Они сели на скамейку.
Теодор стоял в двадцати шагах сзади. Он был недвижен. Ему хотелось вернуться к пруду и проверить, на самом ли деле Александрийский мертв. Но он не мог себе этого позволить — он не жил в этом времени. К тому же он верил опыту чекиста: если Алмазов сказал, что профессор умер, значит, умер.
Матя рассказывал Алмазову, как Полина нашла его и шантажировала, как он был вынужден ее убить, спасая великий проект. «Это была единственная жертва. Клянусь, единственная жертва». И он не думал о себе…
Алмазов поддакивал, не переспрашивал, и Теодор уже догадался, что его волнует совсем иное. Он предположил, что Алмазов рассуждает, как избавиться от тела Полины и как объяснить смерть Александрийского. На самом же деле тот думал о своем револьвере — как он попал в руки к Александрийскому.
— Хватит, — сказал Алмазов, резко поднимаясь. — Вы остаетесь здесь. Никуда без моего разрешения — никуда. И если кто-то попытается пройти к пруду, вы не должны пускать. Надеюсь, это вам можно доверить?
Теодор отметил про себя, что Алмазов возвратился к нормальному обращению — перестал тыкать Мате, словно барин дворнику.
— Я побуду, — сказал Матя. — Конечно же. Только вы недолго.
— Как управлюсь.
Алмазов ушел наверх, к дому.
Теодор остался в кустах, из носа лило, и нельзя было высморкаться — Шавло закричит при любом подозрительном звуке или движении. Он жалеет теперь, что не выпросил у Алмазова револьвер, подумал пан Теодор. Но Алмазов не доверил бы ему оружие.

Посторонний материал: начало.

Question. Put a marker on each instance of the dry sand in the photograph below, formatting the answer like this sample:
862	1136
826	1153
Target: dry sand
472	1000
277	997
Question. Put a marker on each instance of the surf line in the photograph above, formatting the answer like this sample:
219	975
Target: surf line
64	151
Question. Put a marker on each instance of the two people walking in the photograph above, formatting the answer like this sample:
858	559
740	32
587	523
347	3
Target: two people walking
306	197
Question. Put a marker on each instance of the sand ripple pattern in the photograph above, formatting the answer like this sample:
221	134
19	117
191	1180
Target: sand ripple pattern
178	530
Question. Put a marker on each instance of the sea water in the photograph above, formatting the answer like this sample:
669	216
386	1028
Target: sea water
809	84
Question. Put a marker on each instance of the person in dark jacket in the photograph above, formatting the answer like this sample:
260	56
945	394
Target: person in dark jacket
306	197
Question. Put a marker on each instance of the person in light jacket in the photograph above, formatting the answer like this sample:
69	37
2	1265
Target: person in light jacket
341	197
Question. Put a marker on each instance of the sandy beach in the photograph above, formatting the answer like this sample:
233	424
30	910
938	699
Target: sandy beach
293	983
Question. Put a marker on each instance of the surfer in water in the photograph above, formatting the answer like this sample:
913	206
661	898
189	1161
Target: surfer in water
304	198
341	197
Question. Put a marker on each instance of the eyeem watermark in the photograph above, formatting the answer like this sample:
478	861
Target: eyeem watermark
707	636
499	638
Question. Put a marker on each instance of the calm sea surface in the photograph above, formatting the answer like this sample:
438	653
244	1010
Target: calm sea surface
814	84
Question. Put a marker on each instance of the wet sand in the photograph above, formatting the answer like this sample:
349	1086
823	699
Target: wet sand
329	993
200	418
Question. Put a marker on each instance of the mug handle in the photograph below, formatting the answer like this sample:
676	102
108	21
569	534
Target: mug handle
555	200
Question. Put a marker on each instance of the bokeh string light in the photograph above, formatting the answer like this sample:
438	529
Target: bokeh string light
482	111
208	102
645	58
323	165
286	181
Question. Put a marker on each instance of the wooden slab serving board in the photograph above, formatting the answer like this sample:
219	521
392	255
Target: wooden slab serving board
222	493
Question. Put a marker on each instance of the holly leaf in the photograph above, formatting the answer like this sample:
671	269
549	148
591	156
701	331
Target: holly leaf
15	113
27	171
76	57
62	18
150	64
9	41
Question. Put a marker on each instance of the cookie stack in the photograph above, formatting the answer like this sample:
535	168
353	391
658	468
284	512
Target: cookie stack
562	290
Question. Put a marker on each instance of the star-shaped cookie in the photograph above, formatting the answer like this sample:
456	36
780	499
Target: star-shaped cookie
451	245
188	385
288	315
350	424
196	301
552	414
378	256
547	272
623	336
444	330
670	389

Шавло не мог сидеть. Он пошел к пруду, но через несколько шагов остановился и вернулся к беседке. Потом повернулся к кустам, в которых стоял Теодор, и замер. Он почувствовал неладное, почувствовал присутствие человека.
— Кто там? — спросил Матя. — Кто там, не прячься, я тебя вижу.
Теодор стоял неподвижно. Матя сделал неуверенный шаг к кустам, в темноту, но Теодор знал, что он не осмелится пройти дальше.
Так они и ждали. Матя замерз, и на него волнами накатывала дрожь — он отошел подальше от зарослей и принялся подпрыгивать под фонарем.